The Tea Party is mourning the death of Philadelphia cheesesteak magnate Joey Vento, who over the past few years had earned a national reputation for his outspoken views on illegal immigration and other issues. 

Vento, the founder of the famed Geno's Steaks, died Tuesday from a heart attack. He was 71. 

The Independence Hall Tea Party Association released a statement describing him as a "great friend of the conservative cause and the Tea Party movement." 

"Joey Vento was, and will always be, an inspiration to the cause of freedom and liberty," association President Teri Adams said. 

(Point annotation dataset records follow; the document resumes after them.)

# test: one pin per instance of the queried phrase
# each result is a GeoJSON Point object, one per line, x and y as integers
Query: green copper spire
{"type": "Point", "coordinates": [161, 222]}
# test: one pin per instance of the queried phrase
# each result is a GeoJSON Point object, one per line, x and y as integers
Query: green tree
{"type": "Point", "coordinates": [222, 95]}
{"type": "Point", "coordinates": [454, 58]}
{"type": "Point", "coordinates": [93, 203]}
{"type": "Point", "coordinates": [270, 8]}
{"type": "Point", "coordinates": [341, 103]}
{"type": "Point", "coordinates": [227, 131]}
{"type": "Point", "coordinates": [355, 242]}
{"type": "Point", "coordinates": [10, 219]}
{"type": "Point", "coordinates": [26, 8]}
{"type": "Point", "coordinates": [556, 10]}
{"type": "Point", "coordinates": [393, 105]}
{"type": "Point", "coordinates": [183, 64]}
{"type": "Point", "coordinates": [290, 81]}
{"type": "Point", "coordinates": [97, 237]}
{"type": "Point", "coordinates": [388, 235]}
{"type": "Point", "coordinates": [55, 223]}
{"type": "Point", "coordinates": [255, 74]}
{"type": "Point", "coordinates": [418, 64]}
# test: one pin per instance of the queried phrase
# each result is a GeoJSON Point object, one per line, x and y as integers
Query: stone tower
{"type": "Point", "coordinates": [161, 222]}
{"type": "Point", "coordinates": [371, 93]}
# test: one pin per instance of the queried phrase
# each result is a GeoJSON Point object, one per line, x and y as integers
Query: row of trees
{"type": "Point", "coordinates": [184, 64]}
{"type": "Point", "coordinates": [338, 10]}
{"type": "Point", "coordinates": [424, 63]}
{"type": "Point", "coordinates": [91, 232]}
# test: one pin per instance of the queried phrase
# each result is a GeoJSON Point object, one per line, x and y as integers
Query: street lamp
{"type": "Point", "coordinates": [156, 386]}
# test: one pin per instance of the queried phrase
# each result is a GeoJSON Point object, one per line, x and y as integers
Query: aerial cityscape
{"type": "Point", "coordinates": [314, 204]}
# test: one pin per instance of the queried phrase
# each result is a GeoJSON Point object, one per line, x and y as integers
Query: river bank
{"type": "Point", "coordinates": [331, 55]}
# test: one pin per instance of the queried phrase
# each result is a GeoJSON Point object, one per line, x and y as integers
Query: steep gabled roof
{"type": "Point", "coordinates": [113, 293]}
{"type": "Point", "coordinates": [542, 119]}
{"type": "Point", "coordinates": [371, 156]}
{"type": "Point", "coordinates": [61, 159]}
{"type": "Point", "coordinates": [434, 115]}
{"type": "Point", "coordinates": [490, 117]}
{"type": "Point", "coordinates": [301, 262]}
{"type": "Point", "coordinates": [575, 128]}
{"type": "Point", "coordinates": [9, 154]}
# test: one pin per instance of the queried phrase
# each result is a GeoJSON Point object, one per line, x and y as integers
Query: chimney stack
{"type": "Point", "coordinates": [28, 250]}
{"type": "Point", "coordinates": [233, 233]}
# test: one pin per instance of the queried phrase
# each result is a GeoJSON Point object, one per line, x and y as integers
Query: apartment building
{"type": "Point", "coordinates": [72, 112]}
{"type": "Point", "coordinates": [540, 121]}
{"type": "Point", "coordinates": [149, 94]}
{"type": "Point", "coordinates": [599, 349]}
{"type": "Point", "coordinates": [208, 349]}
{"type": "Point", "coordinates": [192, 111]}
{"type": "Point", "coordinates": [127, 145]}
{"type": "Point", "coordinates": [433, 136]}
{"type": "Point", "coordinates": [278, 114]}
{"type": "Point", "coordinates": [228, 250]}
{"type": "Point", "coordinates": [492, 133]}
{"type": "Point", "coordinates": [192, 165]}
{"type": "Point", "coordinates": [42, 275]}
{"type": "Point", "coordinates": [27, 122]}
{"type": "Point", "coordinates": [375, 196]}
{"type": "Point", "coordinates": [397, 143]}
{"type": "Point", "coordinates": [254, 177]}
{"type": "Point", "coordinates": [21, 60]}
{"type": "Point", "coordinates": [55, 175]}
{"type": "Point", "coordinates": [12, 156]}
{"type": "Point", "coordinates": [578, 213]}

Vento was a local legend for decades, operating his popular sandwich shop across the street from arch-rival Pat's. He stirred controversy in 2006 when he posted a sign in his restaurant telling customers to "speak English" when ordering. The sign prompted a discrimination complaint -- which was later dismissed -- but as Vento fought it he emerged in the media as somewhat of a conservative pundit. 

The Independence Hall Tea Party Association had named him their "Patriot of the Year" in 2011. Vento regularly spoke at their events. During his July 4 acceptance speech, he railed against the problem of illegal immigration as well as the new federal health care overhaul.

The Independence Hall Tea Party Association covers Pennsylvania, Delaware and New Jersey.